Q Across a range of different modules and faculties?
Chose three courses that were typical but heavy use of the VLE. Found differences between the courses, especially in terms of the assessments (substitution). Reduction in clicking behaviour worked across all of them. Module-specific information is crucial for developing the models, because the courses are structured so different. E.g. a forum that is crucial at a particular time on a course.
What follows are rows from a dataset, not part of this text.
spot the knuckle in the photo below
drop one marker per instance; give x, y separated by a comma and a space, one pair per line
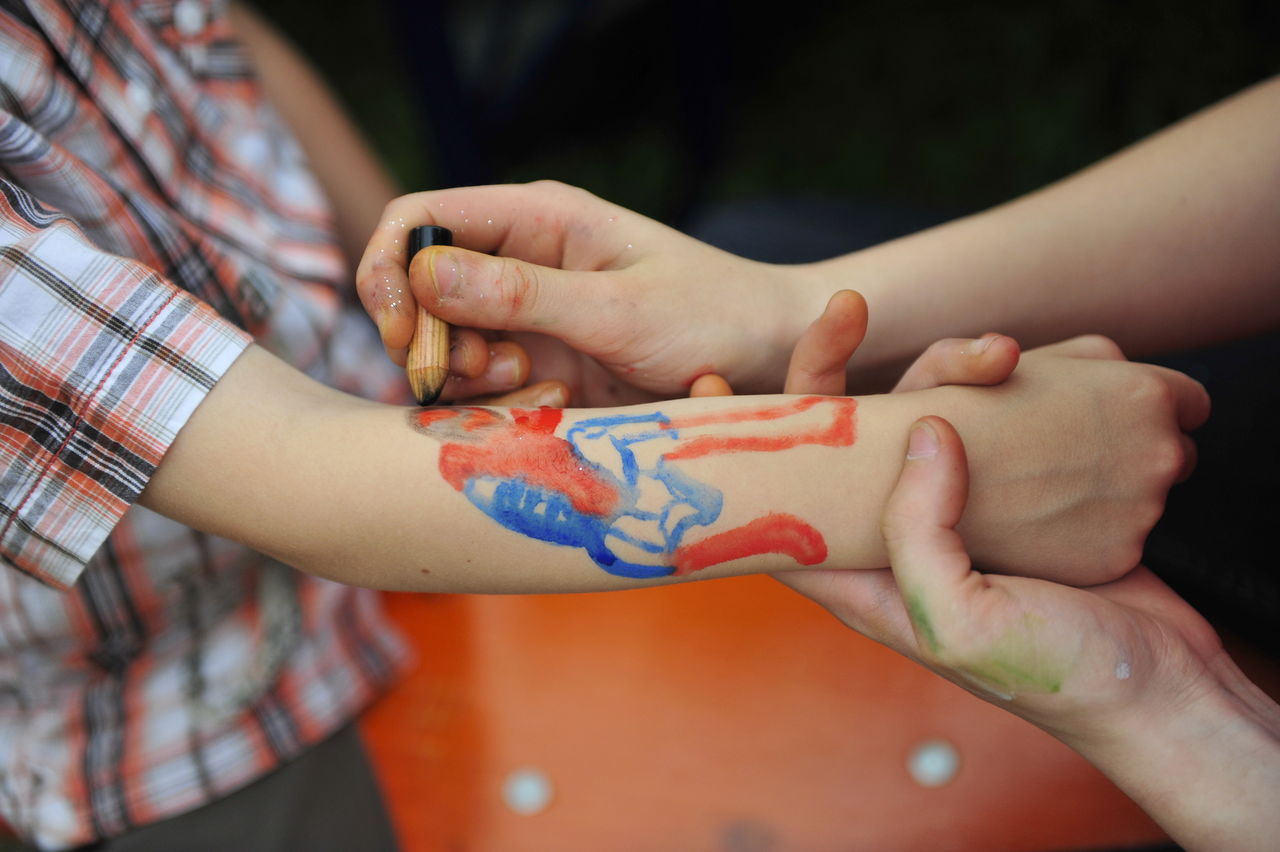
1100, 346
519, 284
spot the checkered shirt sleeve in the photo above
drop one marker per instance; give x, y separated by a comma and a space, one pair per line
101, 362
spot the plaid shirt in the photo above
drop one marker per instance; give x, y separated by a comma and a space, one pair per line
154, 218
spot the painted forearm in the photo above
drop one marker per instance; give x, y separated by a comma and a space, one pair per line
543, 499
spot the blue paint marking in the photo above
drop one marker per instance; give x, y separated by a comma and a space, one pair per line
548, 514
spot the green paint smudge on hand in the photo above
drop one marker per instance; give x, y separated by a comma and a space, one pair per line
919, 617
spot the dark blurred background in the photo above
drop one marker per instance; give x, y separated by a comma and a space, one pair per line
670, 108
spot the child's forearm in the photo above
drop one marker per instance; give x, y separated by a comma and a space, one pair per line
488, 499
1072, 461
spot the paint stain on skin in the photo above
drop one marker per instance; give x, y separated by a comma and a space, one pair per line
776, 534
609, 489
840, 431
535, 457
919, 615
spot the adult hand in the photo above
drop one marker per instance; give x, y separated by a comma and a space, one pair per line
1125, 672
621, 307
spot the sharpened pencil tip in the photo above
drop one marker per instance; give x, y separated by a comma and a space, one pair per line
429, 397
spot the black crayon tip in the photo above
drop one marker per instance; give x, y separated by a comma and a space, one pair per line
430, 397
424, 236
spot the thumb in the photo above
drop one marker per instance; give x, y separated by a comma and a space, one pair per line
480, 291
927, 554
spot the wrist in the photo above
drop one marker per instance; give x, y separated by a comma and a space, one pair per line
790, 297
1206, 766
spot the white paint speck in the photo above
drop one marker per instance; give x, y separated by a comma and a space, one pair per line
933, 763
528, 791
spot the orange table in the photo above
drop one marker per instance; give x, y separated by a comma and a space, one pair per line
721, 715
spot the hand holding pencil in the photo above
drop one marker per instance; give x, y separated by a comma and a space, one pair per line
428, 366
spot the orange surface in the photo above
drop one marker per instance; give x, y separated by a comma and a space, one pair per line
723, 715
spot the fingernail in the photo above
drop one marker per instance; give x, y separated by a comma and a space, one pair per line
446, 275
504, 369
923, 443
981, 344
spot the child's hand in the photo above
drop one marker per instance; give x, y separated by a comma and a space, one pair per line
616, 305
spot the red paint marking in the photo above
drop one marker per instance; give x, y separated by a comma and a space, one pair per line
540, 420
524, 449
840, 431
776, 532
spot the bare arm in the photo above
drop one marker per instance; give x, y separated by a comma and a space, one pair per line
1078, 454
1168, 244
353, 179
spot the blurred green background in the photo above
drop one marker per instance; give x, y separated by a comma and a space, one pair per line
670, 106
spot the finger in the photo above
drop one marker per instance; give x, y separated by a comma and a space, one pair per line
469, 353
709, 385
823, 351
506, 367
1189, 457
988, 360
1192, 401
553, 394
543, 223
480, 291
927, 554
1087, 346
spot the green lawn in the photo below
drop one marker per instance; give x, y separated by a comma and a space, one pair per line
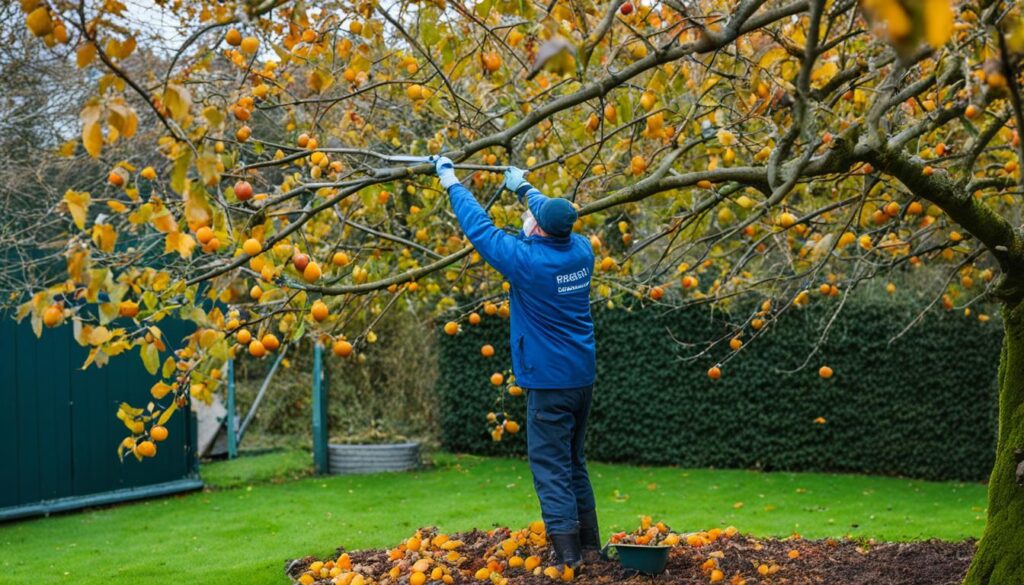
264, 509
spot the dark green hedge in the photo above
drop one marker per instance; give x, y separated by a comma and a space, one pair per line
924, 407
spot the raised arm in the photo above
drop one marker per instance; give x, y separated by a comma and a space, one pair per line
503, 251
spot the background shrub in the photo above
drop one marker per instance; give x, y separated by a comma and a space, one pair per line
923, 407
390, 395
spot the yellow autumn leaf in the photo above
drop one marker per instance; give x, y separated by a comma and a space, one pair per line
822, 75
938, 22
180, 243
164, 221
78, 206
99, 335
320, 81
198, 211
85, 54
177, 99
160, 389
104, 237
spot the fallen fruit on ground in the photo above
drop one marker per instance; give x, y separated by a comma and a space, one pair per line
721, 555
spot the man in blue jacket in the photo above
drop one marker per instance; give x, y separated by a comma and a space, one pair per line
549, 269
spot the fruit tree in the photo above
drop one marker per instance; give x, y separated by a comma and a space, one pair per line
782, 152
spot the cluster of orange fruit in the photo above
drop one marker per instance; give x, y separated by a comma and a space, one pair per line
501, 423
658, 534
431, 556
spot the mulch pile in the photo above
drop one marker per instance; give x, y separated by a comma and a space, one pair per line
740, 560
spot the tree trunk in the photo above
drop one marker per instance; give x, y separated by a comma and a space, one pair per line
999, 558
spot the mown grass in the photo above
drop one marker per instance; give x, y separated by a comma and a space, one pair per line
260, 511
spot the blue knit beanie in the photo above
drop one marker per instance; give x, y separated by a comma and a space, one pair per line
556, 216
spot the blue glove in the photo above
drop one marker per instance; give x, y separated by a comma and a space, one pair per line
514, 178
445, 171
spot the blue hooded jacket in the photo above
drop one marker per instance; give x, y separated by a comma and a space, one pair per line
552, 330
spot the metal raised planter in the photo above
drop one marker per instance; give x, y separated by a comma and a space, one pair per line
351, 459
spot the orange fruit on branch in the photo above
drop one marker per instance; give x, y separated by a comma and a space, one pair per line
270, 342
204, 235
146, 449
311, 273
243, 189
128, 308
342, 348
252, 247
243, 336
256, 348
52, 316
318, 310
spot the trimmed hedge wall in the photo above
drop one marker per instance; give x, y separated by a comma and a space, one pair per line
922, 408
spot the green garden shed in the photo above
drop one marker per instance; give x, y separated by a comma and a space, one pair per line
58, 433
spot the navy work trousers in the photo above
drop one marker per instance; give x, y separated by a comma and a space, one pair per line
556, 425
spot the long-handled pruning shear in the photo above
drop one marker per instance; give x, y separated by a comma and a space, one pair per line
418, 160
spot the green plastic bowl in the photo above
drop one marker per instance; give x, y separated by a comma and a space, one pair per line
646, 559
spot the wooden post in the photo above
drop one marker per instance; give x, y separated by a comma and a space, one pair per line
232, 443
320, 412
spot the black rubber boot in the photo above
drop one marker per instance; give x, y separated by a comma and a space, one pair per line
566, 547
590, 536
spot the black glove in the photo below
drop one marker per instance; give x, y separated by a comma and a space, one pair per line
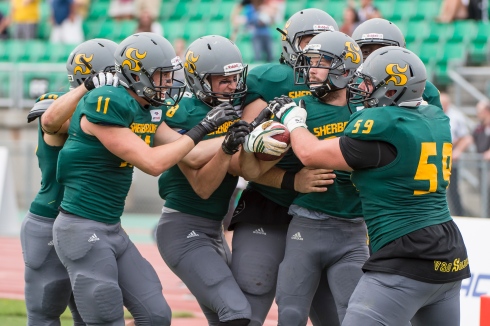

Representing a supplier. Tribal Labs. Developing and testing a predictive model, in partnership with a university. Outcome has been to develop a successful model using machine learning techniques. Supply our own student management system, so integrating this, with library, VLE. At the moment, looking at how to visualise the data to enable staff to correctly interpret it, and use that to support the students. Often a missing element in learning analytics solutions to bring together the visualisation and the action.
Q Variety in courses, institutions. How can you with a single solution cope with great diversity in the real world?
That’s why it’s an R&D project! Without needing a lot of machine learning experts. Don’t have a clear answer at the moment, but looking at that now. Want to test our model.
Q Looking at the action data, is that feeding back?
Yes. Want to visualise the interventions, when they happened, have they led to subsequent improvement.